When we think about patients who might be at risk for a venous thromboembolus, we usually immediately think about adults who are immobilized. However, it can happen to children as well!
This week, Pediatrics is early releasing an article entitled, “The Continued Rise of Venous Thromboembolism Across U.S. Children’s Hospitals,” by Dr. Sarah O’Brien and colleagues at Nationwide Children’s Hospital and Children’s Hospital of Philadelphia (10.1542/peds.2021-054649), which highlights the rapid increase in the incidence of venous thromboemboli (VTE) in pediatric patients.
The authors analyzed data from the Pediatric Health Information System (PHIS) database. The results are stunning. Raffini et al had previously reported a 70% increase in the annual VTE rate from 2001 to 2007. Now, O’Brien et al report a 130% increase from 2008 to 2019! While there were increases in each age group, the most notable increases were seen in infants and adolescents.

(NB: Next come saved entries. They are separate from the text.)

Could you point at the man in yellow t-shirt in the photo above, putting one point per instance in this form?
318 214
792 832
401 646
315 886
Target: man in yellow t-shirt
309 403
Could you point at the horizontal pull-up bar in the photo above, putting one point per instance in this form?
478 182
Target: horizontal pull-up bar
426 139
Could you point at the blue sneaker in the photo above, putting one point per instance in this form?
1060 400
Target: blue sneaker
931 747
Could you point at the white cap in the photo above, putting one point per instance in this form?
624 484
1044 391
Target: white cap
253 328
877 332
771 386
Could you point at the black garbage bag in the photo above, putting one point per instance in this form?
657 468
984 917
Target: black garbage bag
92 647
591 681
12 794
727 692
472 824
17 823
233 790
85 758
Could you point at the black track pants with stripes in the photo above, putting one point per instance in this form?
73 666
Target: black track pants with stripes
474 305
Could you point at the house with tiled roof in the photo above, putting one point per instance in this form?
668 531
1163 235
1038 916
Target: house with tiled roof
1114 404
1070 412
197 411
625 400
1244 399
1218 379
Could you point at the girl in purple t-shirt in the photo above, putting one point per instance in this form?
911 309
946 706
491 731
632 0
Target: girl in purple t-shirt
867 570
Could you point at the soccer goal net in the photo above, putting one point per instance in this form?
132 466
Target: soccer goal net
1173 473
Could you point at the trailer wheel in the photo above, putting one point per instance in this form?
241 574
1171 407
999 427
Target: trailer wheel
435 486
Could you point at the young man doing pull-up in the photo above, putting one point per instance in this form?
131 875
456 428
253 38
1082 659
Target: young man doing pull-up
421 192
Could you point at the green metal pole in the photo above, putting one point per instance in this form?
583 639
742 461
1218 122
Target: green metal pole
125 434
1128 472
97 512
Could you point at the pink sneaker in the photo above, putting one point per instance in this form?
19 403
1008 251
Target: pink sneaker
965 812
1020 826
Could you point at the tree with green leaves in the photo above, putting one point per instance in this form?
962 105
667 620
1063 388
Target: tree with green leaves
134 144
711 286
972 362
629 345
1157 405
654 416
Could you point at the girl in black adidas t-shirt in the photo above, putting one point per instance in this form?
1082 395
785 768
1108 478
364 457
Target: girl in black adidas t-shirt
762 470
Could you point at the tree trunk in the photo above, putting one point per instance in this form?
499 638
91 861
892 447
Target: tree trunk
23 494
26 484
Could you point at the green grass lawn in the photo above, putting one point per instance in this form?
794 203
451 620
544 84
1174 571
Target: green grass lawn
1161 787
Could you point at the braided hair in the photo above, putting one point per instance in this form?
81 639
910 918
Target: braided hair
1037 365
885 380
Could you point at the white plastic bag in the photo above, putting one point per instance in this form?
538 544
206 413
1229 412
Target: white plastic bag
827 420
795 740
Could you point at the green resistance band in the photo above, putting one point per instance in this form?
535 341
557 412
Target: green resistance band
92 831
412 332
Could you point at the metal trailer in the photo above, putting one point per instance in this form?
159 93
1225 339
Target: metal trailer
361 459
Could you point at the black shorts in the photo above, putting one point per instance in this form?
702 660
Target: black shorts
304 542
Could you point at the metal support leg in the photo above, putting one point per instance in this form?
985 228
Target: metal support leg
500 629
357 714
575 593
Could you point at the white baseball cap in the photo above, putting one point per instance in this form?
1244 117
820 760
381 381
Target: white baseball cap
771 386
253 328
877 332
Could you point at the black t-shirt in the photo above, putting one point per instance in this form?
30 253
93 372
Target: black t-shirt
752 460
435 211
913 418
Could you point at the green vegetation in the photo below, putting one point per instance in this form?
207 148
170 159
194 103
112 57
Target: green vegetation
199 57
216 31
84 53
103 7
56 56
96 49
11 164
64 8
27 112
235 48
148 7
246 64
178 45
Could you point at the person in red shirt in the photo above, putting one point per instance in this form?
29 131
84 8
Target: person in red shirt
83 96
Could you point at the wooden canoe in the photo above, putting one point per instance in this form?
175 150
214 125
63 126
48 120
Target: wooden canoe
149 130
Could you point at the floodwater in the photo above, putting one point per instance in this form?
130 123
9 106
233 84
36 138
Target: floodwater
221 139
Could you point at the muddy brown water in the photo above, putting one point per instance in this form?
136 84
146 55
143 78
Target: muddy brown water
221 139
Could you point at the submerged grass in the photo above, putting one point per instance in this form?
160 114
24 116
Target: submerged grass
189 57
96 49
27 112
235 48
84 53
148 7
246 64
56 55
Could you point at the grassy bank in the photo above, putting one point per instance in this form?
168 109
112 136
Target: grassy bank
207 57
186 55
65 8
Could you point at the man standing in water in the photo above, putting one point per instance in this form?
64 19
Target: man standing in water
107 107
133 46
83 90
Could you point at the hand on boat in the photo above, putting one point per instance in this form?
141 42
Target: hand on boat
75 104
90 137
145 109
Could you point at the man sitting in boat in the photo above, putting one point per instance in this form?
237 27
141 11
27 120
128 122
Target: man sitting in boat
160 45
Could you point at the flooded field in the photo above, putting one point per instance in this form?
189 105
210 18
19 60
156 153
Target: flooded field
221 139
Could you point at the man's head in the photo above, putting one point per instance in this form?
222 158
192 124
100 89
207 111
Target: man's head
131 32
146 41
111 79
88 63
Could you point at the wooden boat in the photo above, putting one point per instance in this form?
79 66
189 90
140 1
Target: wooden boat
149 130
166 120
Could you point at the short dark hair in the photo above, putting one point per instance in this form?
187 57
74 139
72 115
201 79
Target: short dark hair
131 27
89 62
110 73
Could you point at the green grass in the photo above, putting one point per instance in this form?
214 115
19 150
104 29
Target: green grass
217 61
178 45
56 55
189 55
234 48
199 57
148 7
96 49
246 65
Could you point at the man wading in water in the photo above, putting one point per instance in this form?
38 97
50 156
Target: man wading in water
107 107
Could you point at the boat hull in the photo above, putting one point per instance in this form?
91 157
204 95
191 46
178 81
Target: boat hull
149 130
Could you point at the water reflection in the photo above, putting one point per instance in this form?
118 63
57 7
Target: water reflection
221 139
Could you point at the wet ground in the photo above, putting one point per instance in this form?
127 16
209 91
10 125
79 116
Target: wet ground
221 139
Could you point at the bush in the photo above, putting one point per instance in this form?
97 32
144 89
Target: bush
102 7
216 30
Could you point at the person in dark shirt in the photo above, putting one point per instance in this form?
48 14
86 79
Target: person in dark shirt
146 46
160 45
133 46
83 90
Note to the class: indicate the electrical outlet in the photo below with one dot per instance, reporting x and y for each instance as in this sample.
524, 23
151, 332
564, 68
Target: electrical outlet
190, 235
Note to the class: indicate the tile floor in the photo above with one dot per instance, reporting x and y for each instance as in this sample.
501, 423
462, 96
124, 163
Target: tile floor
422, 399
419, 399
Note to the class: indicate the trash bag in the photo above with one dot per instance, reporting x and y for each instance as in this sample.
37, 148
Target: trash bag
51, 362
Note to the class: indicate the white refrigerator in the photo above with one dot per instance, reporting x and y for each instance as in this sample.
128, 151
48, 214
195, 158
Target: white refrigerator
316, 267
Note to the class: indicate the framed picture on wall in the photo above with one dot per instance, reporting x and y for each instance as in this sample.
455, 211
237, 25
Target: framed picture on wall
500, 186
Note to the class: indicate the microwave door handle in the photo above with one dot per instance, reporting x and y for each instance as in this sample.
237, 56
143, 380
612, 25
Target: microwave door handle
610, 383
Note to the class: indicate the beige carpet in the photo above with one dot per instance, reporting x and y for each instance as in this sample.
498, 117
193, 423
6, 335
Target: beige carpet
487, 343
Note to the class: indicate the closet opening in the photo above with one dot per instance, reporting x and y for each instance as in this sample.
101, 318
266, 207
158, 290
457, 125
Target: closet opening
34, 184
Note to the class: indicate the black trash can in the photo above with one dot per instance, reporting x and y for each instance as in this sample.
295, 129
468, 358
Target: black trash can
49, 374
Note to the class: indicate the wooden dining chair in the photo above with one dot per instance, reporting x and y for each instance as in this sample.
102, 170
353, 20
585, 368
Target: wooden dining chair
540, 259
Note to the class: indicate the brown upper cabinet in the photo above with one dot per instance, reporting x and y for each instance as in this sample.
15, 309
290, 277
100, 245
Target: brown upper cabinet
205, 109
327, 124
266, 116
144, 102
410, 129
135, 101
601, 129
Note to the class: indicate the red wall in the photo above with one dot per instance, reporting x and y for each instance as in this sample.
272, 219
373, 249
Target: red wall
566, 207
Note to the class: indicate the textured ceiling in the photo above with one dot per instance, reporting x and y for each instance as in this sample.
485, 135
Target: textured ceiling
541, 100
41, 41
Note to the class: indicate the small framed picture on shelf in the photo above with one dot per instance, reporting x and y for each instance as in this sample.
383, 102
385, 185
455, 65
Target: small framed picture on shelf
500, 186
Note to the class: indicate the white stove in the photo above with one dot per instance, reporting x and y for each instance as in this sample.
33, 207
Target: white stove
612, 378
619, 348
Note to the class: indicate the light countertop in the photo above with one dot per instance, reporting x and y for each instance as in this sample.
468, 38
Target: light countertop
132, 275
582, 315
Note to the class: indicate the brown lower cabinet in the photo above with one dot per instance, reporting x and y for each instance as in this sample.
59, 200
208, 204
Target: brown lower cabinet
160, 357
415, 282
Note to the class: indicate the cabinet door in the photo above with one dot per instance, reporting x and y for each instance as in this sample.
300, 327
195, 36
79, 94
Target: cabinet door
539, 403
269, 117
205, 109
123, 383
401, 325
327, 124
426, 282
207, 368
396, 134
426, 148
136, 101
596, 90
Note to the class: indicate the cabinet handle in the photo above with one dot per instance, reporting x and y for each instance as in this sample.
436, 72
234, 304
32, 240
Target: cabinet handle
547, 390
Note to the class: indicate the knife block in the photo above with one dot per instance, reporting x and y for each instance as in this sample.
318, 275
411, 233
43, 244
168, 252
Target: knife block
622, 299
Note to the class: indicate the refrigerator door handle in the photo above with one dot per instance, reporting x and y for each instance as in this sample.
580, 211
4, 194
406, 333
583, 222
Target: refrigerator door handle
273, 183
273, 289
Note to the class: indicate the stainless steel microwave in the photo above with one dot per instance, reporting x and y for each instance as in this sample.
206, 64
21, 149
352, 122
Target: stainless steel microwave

Why the increase? Nobody knows, but it is speculated that it’s because we’re taking care of children with more complicated issues who would not have survived in the past and because there has been an increase in the use of central venous catheters. For the adolescents, there are the additional factors of increasing rates of obesity and immobility.
There is much more in this fascinating article, including factors that are associated with an individual’s increased chance of having a VTE. There is also a discussion about trends in prophylaxis and treatment of VTE in pediatric patients. However, there have been few clinical trials in this regard.
We clearly need to be thinking about the possibility of VTE in all of our hospitalized pediatric patients. And additional research on the best way to prevent these events is sorely needed.